Ils finirent par arriver à un arbre qui n'avait rien de particulier, et le Docteur le frappa du plat de la main, en disant :

- Gagné ! T'es une fille !

- C'est pas juste, protesta le petit garçon, entre deux goulées d'air ; je savais pas où on allait.
Mais son ami ne lui prêtait déjà plus attention : il fouillait à présent dans une cavité de l'arbre.

- C'est toi la fille, d'abord, marmonna le petit pour la forme, avant de s'adosser à l'arbre pour reprendre son souffle.

- Regarde, dit le garçon plus âgé après un instant.

- Huh ? Fit son camarade en tournant la tête.

Le petit ne voyait dans la paume qu'on lui tendait qu'une poignée de feuilles mortes qui perdaient leur éclat argenté sous forme de paillettes qui s'envolaient avec la brise. Puis une feuille bougea, et il étouffa un cri.

- Je l'ai pris à la fin du cours la semaine dernière, se vanta le garçon plus âgé.

- Mais, mais... bafouilla le petit. C'est au professeur d'Histoire Relative !

- Et alors ? Je lui rendrai. Un jour ou l'autre. Aucune importance si le temps est aussi relatif qu'on nous le dit.

L'émerveillement prenait peu à peu la place du doute dans l'esprit du jeune garçon. Son ami était formidable, vraiment. Il avait réussi à subtiliser le sonique du professeur à son nez et à sa barbe.

- Essaie-le ! Réclama le petit.

Avec un sourire de triomphe, le Docteur brandit le sonique et, ne sachant trop où le pointer, cacha un instant d'hésitation en utilisant le sonique sur l'arbre.

Il y eut un bruit de vrille, et rien ne se passa.

- Ben ? Il est cassé ? Demanda le petit.

Le Docteur eut l'air mal à l'aise. Voler le sonique d'un prof était une chose, le lui rendre cassé en était une autre. Il ne pensait pas encore avoir un niveau de savoir technique suffisant pour réparer un sonique.
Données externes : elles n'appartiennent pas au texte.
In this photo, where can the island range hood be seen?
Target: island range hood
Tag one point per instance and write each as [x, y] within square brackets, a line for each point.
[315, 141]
Voyant que son camarade percevait son malaise, il pointa le sonique en direction d'une fleur en bouton, et appuya de nouveau au hasard sur les touches.

La fleur s'ouvrit immédiatement.

- Ça marche ! s'écrièrent-ils avec soulagement.
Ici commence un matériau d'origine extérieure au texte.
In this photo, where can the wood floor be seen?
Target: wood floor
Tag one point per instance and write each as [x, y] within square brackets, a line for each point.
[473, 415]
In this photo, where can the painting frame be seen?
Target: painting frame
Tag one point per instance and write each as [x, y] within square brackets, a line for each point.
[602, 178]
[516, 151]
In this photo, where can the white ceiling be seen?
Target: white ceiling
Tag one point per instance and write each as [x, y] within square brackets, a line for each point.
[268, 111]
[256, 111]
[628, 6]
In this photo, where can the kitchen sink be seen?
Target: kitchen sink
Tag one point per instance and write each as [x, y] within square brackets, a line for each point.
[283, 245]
Ils furent interrompus par le bruit que fit la fleur en prenant feu subitement, et le Docteur laissa échapper un rire nerveux.
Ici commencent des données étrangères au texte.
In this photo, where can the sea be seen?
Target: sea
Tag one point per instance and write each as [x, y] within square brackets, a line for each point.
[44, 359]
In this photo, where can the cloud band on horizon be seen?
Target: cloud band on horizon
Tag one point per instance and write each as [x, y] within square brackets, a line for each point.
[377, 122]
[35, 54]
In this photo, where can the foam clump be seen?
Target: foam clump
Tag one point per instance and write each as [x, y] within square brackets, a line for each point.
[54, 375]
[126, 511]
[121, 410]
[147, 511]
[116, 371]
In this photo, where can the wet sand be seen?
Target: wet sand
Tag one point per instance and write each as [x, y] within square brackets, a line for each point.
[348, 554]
- Je l'ai fait exprès, bien sûr, dit-il tandis que les cendres de la fleur tombaient au sol.

- Bien sûr, répondit son camarade d'une voix blanche, en écho.

En fait, le petit garçon se moquait bien de savoir s'il l'avait fait exprès ou non. Le pouvoir que conférait le sonique sur les choses était inimaginable.

Alors qu'il arrivait à la conclusion que ce pouvoir serait bien mieux utilisé entre ses mains, son aîné rangea prestement le sonique dans le tronc d'arbre, bien caché sous les feuilles.

- Notre secret, d'accord ? Fit-il.

- Oui, promit le plus jeune.

- Et maintenant, on rentre ! Prêt à ne pas te faire attraper par les surveillants ?!